Gene Smith Turned Page to Helping Defense After Loss To Michigan
In the months following Ohio State’s 42-27 loss to Michigan, everyone sounded off, from players, coaches (even opposing ones), fans and media alike. The one voice that had yet to speak up was Ohio State athletic director Gene Smith, who said last week that the Michigan loss was hard on everyone in the building.
“That’s not one that we ever want to experience again, and it’s not something that we really think should ever happen again,” Smith said. “Our expectation is to win that game every year and we’ve done that historically.
“So, how do we respond? What I try to do as the athletic director is step back and look at the big picture, and I did that with the whole season as I considered that game,” he continued. “We were young, we grew as the season went on. I really felt we grew.”
It was the first loss to the Wolverines since 2011, and while a loss to Michigan is humiliating in and of itself, it was a manhandling in Ann Arbor.
A loss like that caused a fair amount of introspection among the program, which led to nearly an entire rehauling of Ohio State’s defensive staff. Smith said that following the game, he was in full support of the changes Day looked to make.

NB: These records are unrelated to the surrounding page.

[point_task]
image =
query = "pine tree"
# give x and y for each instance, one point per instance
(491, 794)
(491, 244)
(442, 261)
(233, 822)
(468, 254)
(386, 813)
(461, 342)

“I turned the page immediately to what I needed to do to help Ryan Day do what he needed to do to fix,” he said. “In this building, his mindset was fixing the defense and creating more leadership among the players, and he’s done that. The question for me was about helping him. The mood in the building was felt more for me through him, and what he was trying to do.”
Though it will be a few months before Ohio State’s new-look defense will take the field, Smith was still pleased with the immediate response to the loss to Michigan with the Buckeyes’ comeback win over Utah in the Rose Bowl.

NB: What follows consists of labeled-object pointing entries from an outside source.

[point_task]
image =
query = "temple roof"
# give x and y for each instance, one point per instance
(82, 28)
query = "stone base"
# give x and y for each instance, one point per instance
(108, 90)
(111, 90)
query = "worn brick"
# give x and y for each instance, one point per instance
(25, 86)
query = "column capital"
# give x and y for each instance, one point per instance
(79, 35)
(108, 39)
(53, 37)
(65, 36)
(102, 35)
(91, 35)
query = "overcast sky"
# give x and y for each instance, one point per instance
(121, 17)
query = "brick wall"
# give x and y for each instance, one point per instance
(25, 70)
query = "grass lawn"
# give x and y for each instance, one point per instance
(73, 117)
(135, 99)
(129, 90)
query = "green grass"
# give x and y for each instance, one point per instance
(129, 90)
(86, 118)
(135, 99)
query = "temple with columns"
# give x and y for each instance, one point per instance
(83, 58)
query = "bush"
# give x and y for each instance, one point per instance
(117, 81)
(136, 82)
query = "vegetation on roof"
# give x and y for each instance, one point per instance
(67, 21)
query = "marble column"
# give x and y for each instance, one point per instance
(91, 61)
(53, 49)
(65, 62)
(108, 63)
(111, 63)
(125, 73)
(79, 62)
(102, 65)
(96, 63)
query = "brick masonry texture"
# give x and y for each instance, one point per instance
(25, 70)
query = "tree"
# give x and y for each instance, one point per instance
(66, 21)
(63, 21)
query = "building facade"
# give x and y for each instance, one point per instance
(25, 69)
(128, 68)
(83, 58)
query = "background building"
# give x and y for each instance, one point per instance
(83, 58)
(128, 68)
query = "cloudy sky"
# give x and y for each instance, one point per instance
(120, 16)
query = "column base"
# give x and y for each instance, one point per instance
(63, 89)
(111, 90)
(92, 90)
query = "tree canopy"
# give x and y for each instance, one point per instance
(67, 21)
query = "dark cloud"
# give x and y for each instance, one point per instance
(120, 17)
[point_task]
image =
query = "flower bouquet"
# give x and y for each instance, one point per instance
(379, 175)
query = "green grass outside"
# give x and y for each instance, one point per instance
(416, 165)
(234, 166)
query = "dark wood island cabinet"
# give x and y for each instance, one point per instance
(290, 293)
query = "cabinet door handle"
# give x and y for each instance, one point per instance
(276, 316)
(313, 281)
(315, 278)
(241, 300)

“I love the reaction and how we responded in the Rose Bowl,” Smith said. “I think that was a direct result of him trying to get more leadership from the players. Great teams have talent, they have great coaches but at the end of the day, players at some point in time have to take control, be it of the locker room or of the game if you want to be champions. And there were just so many puppies last year – one of the youngest teams in our history.”